I sodomiti vennero quindi assimilati agli usurai e agli avari, e per questo considerati peccatori contro la creazione del bene comune. Ma sicuramente considerati esseri umani come gli altri, che potevano essere riaccolti dalla Chiesa se pentiti. Solo in Spagna l’Inquisizione assimilò l’omosessualità alla cultura islamica, e la punì come eresia. Sarà poi nel secolo dei Lumi che la medicina e la cultura cominceranno a scoprire un carattere e una fisiologia dell’omosessualità, mentre la Chiesa continuava a considerarli peccatori e non delinquenti o malati.

Non è un caso quindi che, a partire dal XVIII secolo, nei Paesi cattolici l’omosessualità non sia stata mai punita con la pena del carcere, come sperimentò Oscar Wilde, finito in carcere per omosessualità a Londra, dove scrisse uno dei più bei panegirici del cristianesimo, il De profundis.

Nell’Ottocento la Chiesa si oppose risolutamente alla visione dell’omosessualità come malattia ereditaria propugnata dagli eugenisti, che portò non poche volte alla reclusione in ospedali e/o a cure anche dolorose degli omosessuali, per arrivare addirittura al progetto di eliminazione fisica avviato dal nazismo.

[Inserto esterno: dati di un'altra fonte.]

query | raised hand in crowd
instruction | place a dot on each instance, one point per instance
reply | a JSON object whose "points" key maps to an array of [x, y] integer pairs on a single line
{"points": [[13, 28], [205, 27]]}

Come non accettò allora di aderire a progetti di emarginazione e reclusione degli omosessuali avviati dai governi di alcuni Paesi — considerandoli esseri umani come gli altri, da trattare con dignità e rispetto, se pure caduti nel peccato — così la Chiesa non aderisce oggi alle pressioni che riceve da alcune istituzioni internazionali per allargare il matrimonio alle coppie dello stesso sesso. Una posizione che in entrambe le occasioni non è stata compresa: prima, perché si consideravano gli ecclesiastici privi di formazione scientifica, oggi perché li si considera rigidi di fronte alle novità, se non addirittura nemici degli omosessuali.

La storia serve a capire molte cose, anche a comprendere che in società nelle quali la mortalità di donne e bambini era altissima e rendeva molto difficile mantenere la continuità demografica di un gruppo umano, ogni defezione dal dovere di procreare poteva essere considerata una trasgressione alle leggi che regolavano il bene comune, piuttosto che condannata per fanatico moralismo.